Bruce Thornton

No. 77, 79
- Position: Defensive end

Personal information
- Born: February 14, 1958 (age 68) Detroit, Michigan, U.S.
- Listed height: 6 ft 5 in (1.96 m)
- Listed weight: 263 lb (119 kg)

Career information
- High school: Chadsey (Detroit)
- College: Illinois
- NFL draft: 1979: 8th round, 219th overall pick

Career history
- Dallas Cowboys (1979–1981); St. Louis Cardinals (1982–1983); Chicago Blitz (1984)*; Denver Gold (1984–1985);
- * Offseason or practice squad member only

Awards and highlights
- All-USFL (1985);

Career NFL statistics
- Sacks: 10.5
- Interceptions: 1
- Stats at Pro Football Reference

= Bruce Thornton (defensive lineman) =

American football player (born 1958)

Bruce Edward Thornton (born February 14, 1958) is an American former professional football player who was a defensive lineman in the National Football League (NFL) for the Dallas Cowboys and St. Louis Cardinals. He was also a member of the Denver Gold of the United States Football League (USFL). He played college football for the Illinois Fighting Illini.

==Early life==
Thornton attended Chadsey High School. Besides playing defensive tackle, he was also an accomplished saxophonist and received music scholarships offers.

He accepted a football scholarship from the University of Illinois Urbana-Champaign. As a junior, he was a starter at defensive tackle and led the Big Ten Conference in sacks with 10. In his final year, he was moved to a backup role behind John Thiede, on a team that finished with a record of 1–8–2. He finished his college career with 32 sacks, placing him at the time fifth in school's history.

==Professional career==
===Dallas Cowboys===
Thornton was selected by the Dallas Cowboys in the eighth round (219th overall) of the 1979 NFL draft, after dropping because of his diminished production as a college senior. As a rookie, he helped to compensate the loss of Ed "Too Tall" Jones to his boxing retirement, by coming on passing downs in place of Larry Cole at left defensive end and unofficially finishing second on the team with 6 sacks. His best game came against the Chicago Bears when he registered 2 sacks, one pass defensed and a blocked extra point.

In 1980, the return of Jones reduced his playing time, unofficially posting 3 sacks, including one against Vince Ferragamo in the NFC Wild Card Game. He would remain as a pass-rush specialist during the rest of his career with the Cowboys.

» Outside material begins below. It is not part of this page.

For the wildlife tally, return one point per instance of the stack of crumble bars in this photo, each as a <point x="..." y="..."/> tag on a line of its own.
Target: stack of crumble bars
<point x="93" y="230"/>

Thornton was waived on August 31, 1981, before being re-signed after Don Smerek injured a knee in the second game of the season and was placed on the injured reserve list. He was cut on September 6, 1982.

===St. Louis Cardinals===
On September 7, 1982, he was claimed off waivers by the St. Louis Cardinals. He was placed on the injured reserve list on August 30, 1983, before being released on October 4.

===Chicago Blitz===
On November 22, 1983, he was signed by the Chicago Blitz of the United States Football League. On March 28, 1984, he was traded to the Denver Gold in exchange for linebacker Bob Knapton and an undisclosed 1985 draft choice.

===Denver Gold===
In 1985, he led the Denver Gold in sacks with 12.5 (third in the league) and received All-League honors.

==Personal life==
His son Kalen Thornton also played for the Dallas Cowboys.